Strona główna • Bułgarskie Skoki Narciarskie

„W Polsce czuję się jak w domu” - Zografski wystąpi w Szczyrku jako lider Grand Prix

- Najważniejsza jest zima - podkreśla Władimir Zografski, który w wieku 30 lat doczekał się triumfu w Letnim Grand Prix. Skoczek mieszkający w Polsce do rywalizacji w Szczyrku przystąpi w żółtym plastronie, jako współlider klasyfikacji generalnej cyklu.


Bułgarski jedynak w 2011 roku został mistrzem świata juniorów w Otepää, a cztery lata później sięgnął po złoto uniwersjady w Szczyrbskim Jeziorze. W międzyczasie wygrał także dwa konkursy z cyklu FIS Cup w Rasnovie, w 2014 roku. W minioną niedzielę podopieczny Grzegorza Sobczyka oraz Andrzeja Zapotocznego zapracował we Francji na historyczną wiktorię w zawodach najwyższej rangi.

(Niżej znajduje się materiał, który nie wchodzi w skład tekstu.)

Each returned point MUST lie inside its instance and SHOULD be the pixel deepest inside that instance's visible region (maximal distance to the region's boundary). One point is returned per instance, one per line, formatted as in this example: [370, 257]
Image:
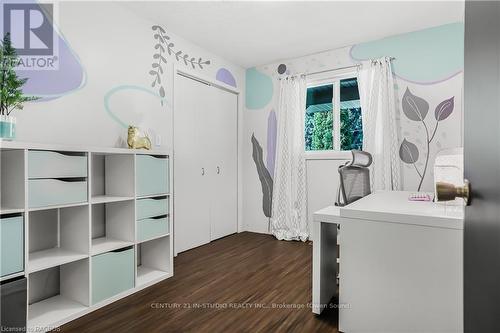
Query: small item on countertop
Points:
[135, 141]
[419, 197]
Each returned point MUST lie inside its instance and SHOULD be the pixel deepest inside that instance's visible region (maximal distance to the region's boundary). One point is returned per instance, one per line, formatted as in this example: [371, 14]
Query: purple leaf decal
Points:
[444, 109]
[272, 126]
[414, 107]
[408, 152]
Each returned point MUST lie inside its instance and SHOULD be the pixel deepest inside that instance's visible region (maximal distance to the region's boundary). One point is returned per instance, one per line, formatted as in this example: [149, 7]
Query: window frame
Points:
[331, 77]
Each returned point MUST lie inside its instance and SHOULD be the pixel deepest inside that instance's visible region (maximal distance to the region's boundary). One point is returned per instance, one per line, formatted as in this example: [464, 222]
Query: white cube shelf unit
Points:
[86, 213]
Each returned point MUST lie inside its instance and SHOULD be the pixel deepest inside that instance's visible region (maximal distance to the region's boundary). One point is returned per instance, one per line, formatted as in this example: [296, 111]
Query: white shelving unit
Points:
[63, 241]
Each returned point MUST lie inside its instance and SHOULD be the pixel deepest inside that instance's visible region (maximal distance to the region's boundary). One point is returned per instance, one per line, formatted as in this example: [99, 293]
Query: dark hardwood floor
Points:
[211, 281]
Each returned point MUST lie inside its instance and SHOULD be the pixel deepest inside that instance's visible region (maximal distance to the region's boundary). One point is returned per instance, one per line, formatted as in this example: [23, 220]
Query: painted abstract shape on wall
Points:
[258, 90]
[224, 75]
[124, 123]
[265, 178]
[416, 109]
[159, 60]
[272, 131]
[426, 56]
[54, 83]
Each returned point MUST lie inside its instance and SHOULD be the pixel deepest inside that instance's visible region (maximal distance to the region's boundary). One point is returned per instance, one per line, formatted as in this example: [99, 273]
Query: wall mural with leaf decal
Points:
[416, 109]
[264, 176]
[428, 62]
[163, 45]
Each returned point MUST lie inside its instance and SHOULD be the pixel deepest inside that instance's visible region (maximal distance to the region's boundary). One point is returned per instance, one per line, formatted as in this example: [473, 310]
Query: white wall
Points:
[115, 48]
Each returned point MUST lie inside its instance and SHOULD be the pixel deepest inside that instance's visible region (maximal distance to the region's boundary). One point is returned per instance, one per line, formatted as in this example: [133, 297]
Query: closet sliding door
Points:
[205, 157]
[192, 200]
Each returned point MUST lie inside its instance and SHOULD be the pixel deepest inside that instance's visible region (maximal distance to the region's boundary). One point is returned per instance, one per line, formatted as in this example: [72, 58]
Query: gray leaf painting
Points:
[164, 41]
[265, 178]
[162, 45]
[414, 107]
[444, 109]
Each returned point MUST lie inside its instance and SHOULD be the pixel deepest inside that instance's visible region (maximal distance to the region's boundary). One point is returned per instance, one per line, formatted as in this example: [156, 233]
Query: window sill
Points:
[328, 155]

- Czuję się bardzo dobrze, to moje pierwsze zwycięstwo w karierze, a także pierwsze w historii dla skoczka z Bułgarii. Świetne uczucie! Bardzo mi się spodobało i mam nadzieję, że nie był to ostatni raz. Było bardzo fajnie! - dzielił się emocjami Zografski w niedzielny wieczór przed kamerą Skijumping.pl.

Zografski przewodził stawce już na półmetku, po locie na odległość 132,5 metra. W finale zawodnik pochodzący z Samokowa wylądował dwa metry bliżej i z okazaniem radości wstrzymywał się do oficjalnego potwierdzenia końcowych wyników.

- Nie wiedziałem, czy to wystarczy. Nieco się bałem, bo popełniłem trochę błędów w fazie lotu i byłem zestresowany. Wszystko jednak poukładało się dla mnie dobrze i na końcu wystarczyło do zwycięstwa - powiedział Zografski, który ostatecznie okazał się lepszy od Gregora Deschwandena o ponad osiemnaście punktów. Tym samym Bułgar zrewanżował się Szwajcarowi za sobotni pojedynek, kiedy górą okazał się przedstawiciel Helwetów.

Zografski w ostatnich miesiącach podjął współpracę z psychologiem, co już przynosi wymierne efekty. - Pierwszy raz poradziłem sobie ze stresem, minionej zimy miałem z tym duże problemy. Dobrze skakałem podczas treningów, a później nie mogłem tego powtórzyć. Teraz widzimy, że krok po kroku zmierzamy do przodu - stwierdził trzykrotny olimpijczyk, który minionej zimy zgromadził 63 punkty do klasyfikacji generalnej Pucharu Świata, co dało mu 39. lokatę.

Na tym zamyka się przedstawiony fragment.